All 25 V8 Supercars will carry signs of support for the Paris attack victims at this weekend’s WD-40 Phillip Island Super Sprint.
Lee Holdsworth’s Walkinshaw Holden sports the French colours across its roof, while all cars will run a sticker supplied by the category depicting the country’s flag and iconic Eiffel Tower.
A series of co-ordinated terrorist attacks in Paris on Friday killed 129 people, marking the deadliest violence to hit France since World War II.
Holdsworth’s team has a particular link to France, having run French IndyCar ace Sebastien Bourdais across the recent three-event Pirtek Enduro Cup.
Bourdais was one of two French co-drivers in the enduros, with former V8 Supercars full-timer Alex Premat joining Scott McLaughlin at Volvo.
“It’s on everyone’s minds at the moment, not just the people of Paris, but for all the people in Beirut and all the others that have fallen victim to terrorist attacks,” Holdsworth told Speedcafe.com.
“It’s nice to be able to run a mark of respect and let everyone know that we’re all thinking of them.”

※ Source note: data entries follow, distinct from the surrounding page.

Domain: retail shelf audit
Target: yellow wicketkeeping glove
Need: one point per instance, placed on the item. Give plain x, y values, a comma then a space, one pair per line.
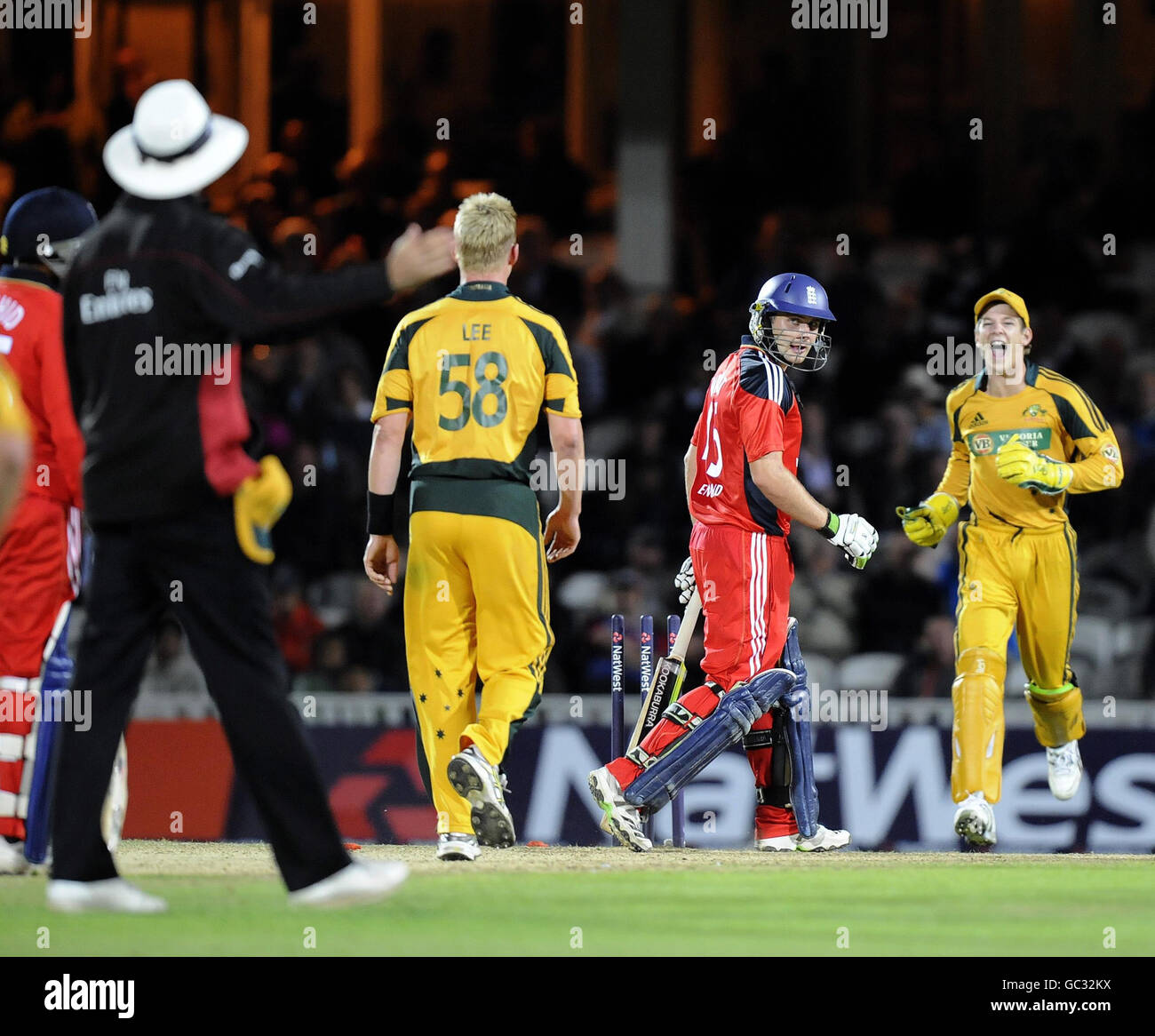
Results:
1020, 466
927, 523
258, 504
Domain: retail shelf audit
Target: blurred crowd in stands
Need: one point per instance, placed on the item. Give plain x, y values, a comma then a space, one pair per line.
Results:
874, 428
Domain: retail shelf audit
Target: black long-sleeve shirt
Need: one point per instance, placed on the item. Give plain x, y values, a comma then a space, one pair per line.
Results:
153, 305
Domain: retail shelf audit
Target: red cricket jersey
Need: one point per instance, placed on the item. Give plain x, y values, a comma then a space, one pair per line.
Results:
30, 339
751, 409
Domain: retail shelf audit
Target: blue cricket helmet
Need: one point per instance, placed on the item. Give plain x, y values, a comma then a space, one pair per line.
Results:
800, 296
43, 227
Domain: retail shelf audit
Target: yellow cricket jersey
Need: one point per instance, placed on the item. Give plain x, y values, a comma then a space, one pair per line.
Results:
476, 369
1054, 416
12, 415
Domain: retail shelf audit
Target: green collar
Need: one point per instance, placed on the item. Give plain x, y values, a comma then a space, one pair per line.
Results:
480, 291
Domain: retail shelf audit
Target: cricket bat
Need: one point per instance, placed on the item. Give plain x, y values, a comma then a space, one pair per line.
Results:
665, 684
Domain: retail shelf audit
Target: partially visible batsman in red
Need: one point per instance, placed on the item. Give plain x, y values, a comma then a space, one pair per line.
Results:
41, 546
743, 492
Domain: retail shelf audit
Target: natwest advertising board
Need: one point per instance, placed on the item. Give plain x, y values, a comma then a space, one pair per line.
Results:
889, 788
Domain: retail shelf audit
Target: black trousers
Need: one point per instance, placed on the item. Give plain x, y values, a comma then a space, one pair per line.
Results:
192, 565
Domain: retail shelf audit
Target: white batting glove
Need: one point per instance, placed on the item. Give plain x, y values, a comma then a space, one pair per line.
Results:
685, 581
857, 538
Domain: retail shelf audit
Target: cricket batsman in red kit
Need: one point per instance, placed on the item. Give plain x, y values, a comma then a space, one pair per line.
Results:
743, 493
41, 547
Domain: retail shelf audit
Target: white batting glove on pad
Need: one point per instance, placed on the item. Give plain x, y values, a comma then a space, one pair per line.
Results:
685, 581
857, 538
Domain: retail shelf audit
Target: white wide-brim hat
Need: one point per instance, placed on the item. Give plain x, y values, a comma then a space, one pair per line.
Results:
174, 146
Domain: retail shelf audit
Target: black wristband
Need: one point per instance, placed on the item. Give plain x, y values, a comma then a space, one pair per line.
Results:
380, 514
832, 526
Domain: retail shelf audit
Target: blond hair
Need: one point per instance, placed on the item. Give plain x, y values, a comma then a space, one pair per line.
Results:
484, 231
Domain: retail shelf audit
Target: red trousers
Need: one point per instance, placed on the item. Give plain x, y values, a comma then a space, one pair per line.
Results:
744, 581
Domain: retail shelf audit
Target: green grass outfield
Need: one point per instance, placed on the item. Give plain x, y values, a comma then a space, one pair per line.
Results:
226, 900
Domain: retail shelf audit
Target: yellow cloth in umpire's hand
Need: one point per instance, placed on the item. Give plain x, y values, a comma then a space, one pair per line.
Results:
927, 523
258, 504
1020, 466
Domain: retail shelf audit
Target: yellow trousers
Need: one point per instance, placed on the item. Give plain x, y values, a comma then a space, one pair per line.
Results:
1023, 580
477, 607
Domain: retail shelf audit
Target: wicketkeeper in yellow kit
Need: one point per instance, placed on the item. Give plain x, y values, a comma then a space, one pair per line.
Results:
1024, 438
474, 371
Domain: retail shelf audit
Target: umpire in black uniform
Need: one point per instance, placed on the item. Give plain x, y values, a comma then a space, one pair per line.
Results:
180, 513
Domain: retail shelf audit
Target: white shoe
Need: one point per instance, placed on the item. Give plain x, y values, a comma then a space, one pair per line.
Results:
111, 894
362, 881
454, 846
824, 840
1063, 769
975, 820
474, 777
12, 857
619, 817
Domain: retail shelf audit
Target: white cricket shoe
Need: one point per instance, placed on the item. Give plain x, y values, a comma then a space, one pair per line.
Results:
455, 846
824, 840
619, 817
362, 881
1063, 769
112, 894
975, 820
12, 857
474, 777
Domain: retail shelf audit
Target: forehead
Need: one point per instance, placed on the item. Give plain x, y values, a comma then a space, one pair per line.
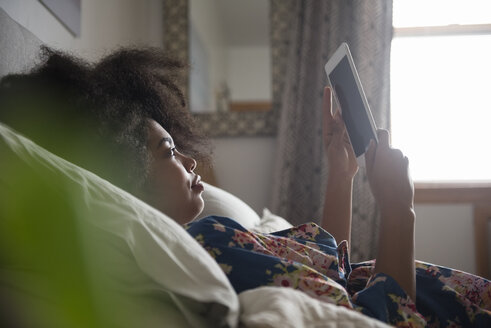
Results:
157, 134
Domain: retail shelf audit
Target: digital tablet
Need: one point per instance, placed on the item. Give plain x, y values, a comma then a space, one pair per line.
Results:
348, 92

“It’s a little thing we can do as a V8 Supercars fraternity,” added McLaughlin.
“It’s a proud thing to represent something, show that we’re all a part of it and supporting them where we can.”
Holdsworth and McLaughlin both have high hopes for their weekends at Phillip Island after the Walkinshaw and Garry Rogers teams proved among the pace-setters at the venue last year.
McLaughlin passed Holdsworth’s now team-mate Garth Tander for the win in the final metres of the Sunday contest 12 months ago as the Holden ran dry on fuel.
The Volvo driver has not won a race since and is eager to end the dry spell.
”We won two races here last year and I really think we can do it again,” he said.
“We have had a few poles this year and now we need to capitalise on making a good start and winning the race.
“It is important to build on for next year and I think this is where we can start that.”
McLaughlin’s most recent pole position came last time out at Pukekohe, a venue where the Walkinshaw Holdens struggled.
The bumpy New Zealand circuit is a stark contrast from the smooth Island Grand Prix layout, however, leaving Holdsworth optimistic.
“Our cars weren’t good at Puke, certainly the bumps were very challenging for us,” explained Holdsworth.
“Here that won’t be such an issue and it’s certainly encouraging seeing how strong the cars were here last year.
“I think there’s some things we’ve done to the cars this year that we’ve taken a backwards step, but we’ve probably pressed the reset button a little bit.
“We’ve now got a pretty good thing with car balance, but the shocks are where we need to hone in on.”